Teeth can act as fossil, reveal vitamin D deficiency

Researchers have found that vitamin D deficiency caused majorly by lack of exposure to sun may reside in the teeth of every human being and remain viable for hundreds of years or more.

The findings showed that the teeth can act as an essential fossil and help anthropologists to sneak into the lives and challenges of people who lived hundreds of years ago and whose only record is their skeletal remains.

When the body is deprived of vitamin D, permanent microscopic abnormalities form in the layers of dentin — the tooth structure under the enamel can create an ongoing record that can later be read like the rings of a tree.

“The layers store what happens as teeth grow. We all know the importance of vitamin D, but until now we did not have such a clear way of measuring exactly what happened to people, and when,” said Lori D’Ortenzio, doctoral candidate at McMaster University in Ontario, Canada.

“They’re essentially fossils in your mouth,” added Bonnie Kahlon, Lab Technician.
Until now, scientists trying to understand historical patterns in vitamin D deficiency have had to use bones, which are problematic sources of such information.
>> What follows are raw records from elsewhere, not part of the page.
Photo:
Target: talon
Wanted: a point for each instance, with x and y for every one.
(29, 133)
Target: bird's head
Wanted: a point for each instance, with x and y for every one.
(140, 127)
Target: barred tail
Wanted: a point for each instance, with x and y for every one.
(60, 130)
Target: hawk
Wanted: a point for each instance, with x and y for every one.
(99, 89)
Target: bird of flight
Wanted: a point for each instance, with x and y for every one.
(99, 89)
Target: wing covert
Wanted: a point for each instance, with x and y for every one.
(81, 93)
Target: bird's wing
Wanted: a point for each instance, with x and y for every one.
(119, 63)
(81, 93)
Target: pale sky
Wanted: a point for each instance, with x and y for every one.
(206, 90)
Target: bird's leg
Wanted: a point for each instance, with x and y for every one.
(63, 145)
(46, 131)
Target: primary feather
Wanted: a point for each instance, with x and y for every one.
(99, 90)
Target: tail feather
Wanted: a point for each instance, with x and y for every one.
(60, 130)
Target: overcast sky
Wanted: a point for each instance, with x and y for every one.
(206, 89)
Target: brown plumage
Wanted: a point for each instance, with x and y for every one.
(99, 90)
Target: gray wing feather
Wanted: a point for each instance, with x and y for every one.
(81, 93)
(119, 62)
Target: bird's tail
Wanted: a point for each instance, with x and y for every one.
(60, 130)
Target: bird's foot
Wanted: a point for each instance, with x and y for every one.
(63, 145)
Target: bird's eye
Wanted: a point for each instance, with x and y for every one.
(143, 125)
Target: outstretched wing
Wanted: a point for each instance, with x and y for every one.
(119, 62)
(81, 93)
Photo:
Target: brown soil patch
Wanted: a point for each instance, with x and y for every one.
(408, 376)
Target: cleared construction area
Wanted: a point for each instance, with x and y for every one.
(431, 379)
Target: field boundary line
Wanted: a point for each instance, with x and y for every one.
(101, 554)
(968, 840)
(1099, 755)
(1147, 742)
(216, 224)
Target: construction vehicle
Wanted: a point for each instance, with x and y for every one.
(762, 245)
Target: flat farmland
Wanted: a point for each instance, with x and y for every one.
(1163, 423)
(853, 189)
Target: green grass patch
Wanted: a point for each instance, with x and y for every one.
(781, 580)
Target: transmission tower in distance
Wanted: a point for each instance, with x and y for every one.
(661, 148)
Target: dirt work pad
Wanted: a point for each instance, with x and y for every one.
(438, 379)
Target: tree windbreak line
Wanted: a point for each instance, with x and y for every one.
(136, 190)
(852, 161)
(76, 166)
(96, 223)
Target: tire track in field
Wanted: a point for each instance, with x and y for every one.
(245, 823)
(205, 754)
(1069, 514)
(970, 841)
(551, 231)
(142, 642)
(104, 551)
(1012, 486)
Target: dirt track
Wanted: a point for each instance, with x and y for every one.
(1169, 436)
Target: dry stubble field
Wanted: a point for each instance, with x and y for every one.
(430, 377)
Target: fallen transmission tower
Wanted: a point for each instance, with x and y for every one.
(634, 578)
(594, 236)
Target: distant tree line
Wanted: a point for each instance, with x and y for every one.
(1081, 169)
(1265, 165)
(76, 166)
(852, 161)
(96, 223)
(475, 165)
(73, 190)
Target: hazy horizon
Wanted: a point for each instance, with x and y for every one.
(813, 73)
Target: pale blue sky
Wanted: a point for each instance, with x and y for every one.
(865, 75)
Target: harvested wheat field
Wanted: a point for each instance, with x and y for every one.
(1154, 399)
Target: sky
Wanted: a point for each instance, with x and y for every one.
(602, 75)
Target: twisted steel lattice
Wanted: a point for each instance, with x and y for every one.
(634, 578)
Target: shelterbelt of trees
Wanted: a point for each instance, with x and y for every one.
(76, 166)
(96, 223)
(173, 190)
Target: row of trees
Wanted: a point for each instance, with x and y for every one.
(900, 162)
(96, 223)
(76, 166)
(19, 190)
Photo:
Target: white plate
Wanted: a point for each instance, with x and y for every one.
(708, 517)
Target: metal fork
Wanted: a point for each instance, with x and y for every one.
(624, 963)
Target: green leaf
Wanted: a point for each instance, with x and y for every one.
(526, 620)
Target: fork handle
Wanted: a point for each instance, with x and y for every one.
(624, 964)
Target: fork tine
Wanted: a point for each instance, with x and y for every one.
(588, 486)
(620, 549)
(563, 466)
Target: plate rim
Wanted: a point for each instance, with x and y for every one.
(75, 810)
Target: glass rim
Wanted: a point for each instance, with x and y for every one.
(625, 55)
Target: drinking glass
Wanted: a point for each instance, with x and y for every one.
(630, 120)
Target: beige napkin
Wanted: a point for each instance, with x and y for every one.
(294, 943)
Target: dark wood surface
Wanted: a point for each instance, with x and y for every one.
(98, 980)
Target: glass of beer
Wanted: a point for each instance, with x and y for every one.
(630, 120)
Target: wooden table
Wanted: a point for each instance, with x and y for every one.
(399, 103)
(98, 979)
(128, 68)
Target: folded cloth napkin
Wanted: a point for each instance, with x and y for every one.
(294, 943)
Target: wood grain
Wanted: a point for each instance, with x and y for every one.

However, dentin is not remodelled, and dental enamel — much harder than bone — protects the dentin long after death, making teeth a rich and accurate source of archaeological information.

“If we can properly understand past changes in deficiency levels, we can evaluate where we currently are and move forward,” added Megan Brickley, Professor at McMaster University.

Vitamin D deficiency can also cause rickets — a softening and weakening of bones in children, usually due to inadequate vitamin D. It is a serious public health issue affecting some one billion people worldwide, the researchers said.

Most cases of rickets are caused by a lack of sun exposure, with effects that can include pain, bone deformities and failure to achieve or maintain adequate bone levels.

For the study, published online in the Journal of Archaeological Science, the team compared the teeth of modern-day control subjects to teeth extracted from bodies buried in rural Quebec, Canada and France in the 1700s and 1800s.

Their analysis showed that one Quebec man had suffered four bouts of rickets in his 24 years of life — all before he turned 13.

Examining thin sections of the teeth under a microscope and using technology at the McMaster-based Canadian Centre for Electron Microscopy, the researchers were able to show that anomalies formed in the dentin layers during years when victims failed to get enough Vitamin D to fully mineralize the structures that form dentin and bone.